Ей захотелось победить свой страх. Остров прищурился, подмигнул ей нахально и сказал:

— Благодарим покорно. А вы сами кто же будете?

— Может быть, вам не очень необходимо знать это? — полувопросом ответила Елисавета.

Остров захохотал и сказал с неприятною развязностью:

— Не то что необходимо, а очень любопытно.

Сестры шли торопливо, но он не отставал. Неприятен был он сестрам. Было что-то пугающее в его навязчивости.
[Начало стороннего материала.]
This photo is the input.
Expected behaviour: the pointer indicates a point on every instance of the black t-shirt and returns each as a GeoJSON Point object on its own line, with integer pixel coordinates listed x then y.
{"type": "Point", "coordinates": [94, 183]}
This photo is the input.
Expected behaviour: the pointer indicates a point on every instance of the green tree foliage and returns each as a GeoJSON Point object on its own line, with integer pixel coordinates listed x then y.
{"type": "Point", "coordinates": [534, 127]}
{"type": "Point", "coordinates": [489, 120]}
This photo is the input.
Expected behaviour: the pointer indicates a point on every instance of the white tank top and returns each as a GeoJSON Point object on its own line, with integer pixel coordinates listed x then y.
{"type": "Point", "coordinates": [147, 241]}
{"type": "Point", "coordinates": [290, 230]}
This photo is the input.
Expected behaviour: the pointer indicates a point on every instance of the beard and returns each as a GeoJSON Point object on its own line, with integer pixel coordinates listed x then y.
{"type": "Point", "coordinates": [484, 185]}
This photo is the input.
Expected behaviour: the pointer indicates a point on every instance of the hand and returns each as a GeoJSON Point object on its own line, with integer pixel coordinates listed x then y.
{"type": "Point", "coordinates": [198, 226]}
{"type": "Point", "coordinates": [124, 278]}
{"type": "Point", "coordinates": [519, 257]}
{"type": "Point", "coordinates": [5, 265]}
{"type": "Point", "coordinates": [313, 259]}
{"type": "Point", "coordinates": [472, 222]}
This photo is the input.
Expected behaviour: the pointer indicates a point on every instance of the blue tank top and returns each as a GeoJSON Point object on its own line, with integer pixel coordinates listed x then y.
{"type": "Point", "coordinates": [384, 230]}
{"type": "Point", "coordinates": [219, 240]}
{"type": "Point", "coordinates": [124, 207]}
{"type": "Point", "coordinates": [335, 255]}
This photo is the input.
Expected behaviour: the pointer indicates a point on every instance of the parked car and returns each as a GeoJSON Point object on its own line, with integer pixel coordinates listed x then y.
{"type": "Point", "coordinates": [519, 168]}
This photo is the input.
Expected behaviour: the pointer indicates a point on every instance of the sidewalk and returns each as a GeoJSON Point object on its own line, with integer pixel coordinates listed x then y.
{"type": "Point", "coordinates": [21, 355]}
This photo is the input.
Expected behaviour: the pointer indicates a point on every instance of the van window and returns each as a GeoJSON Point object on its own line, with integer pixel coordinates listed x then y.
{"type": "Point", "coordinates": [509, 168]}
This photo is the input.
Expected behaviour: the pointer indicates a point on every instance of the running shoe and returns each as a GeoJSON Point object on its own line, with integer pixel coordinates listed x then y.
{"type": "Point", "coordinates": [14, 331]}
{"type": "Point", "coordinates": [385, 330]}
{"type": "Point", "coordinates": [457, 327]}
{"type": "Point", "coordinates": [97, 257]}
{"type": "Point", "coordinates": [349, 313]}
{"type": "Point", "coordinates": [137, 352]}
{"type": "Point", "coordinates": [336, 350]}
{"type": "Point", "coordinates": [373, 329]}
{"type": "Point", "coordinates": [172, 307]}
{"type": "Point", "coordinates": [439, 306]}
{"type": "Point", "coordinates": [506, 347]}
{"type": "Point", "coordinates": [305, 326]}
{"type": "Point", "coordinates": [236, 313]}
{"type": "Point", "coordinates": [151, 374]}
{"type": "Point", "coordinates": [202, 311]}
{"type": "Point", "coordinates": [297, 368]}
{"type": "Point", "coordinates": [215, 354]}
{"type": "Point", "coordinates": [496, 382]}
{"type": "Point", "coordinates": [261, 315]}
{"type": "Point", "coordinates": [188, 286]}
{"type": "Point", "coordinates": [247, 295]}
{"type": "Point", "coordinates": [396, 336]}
— Так вот, милые девицы, — продолжал Остров, — вы, по-видимому, здешние, так уж дозвольте вас поспрошать, что вы знаете о господине Триродове, которым я весьма интересуюсь.

Елена засмеялась, может быть, несколько притворно, чтобы скрыть смущение и боязнь.

— Мы, может быть, и не здешние, — сказала она.

Остров засвистал.

— Едва ли, — крикнул он, — не из Москвы же вы сюда припожаловали босыми ножками.

Елисавета холодно сказала:

— Мы не можем сообщить вам ничего интересного. Вы бы к нему самому обратились. Это было бы правильнее.

Остров опять захохотал саркастически и воскликнул:

— Правильно, что и говорить, прелестная босоножка. Ну, а если он сам очень занят, а? Как тогда прикажете поступить для получения интересующих меня сведений?

Сестры молчали и шли все быстрее. Остров спрашивал:

— А вы не из его колонии? Если не ошибаюсь, вы — тамошние учительницы. Насколько можно судить по вашим легким платьицам и по презрению к обуви, думаю, что я не ошибаюсь. Ась? Скажите, занятно там жить?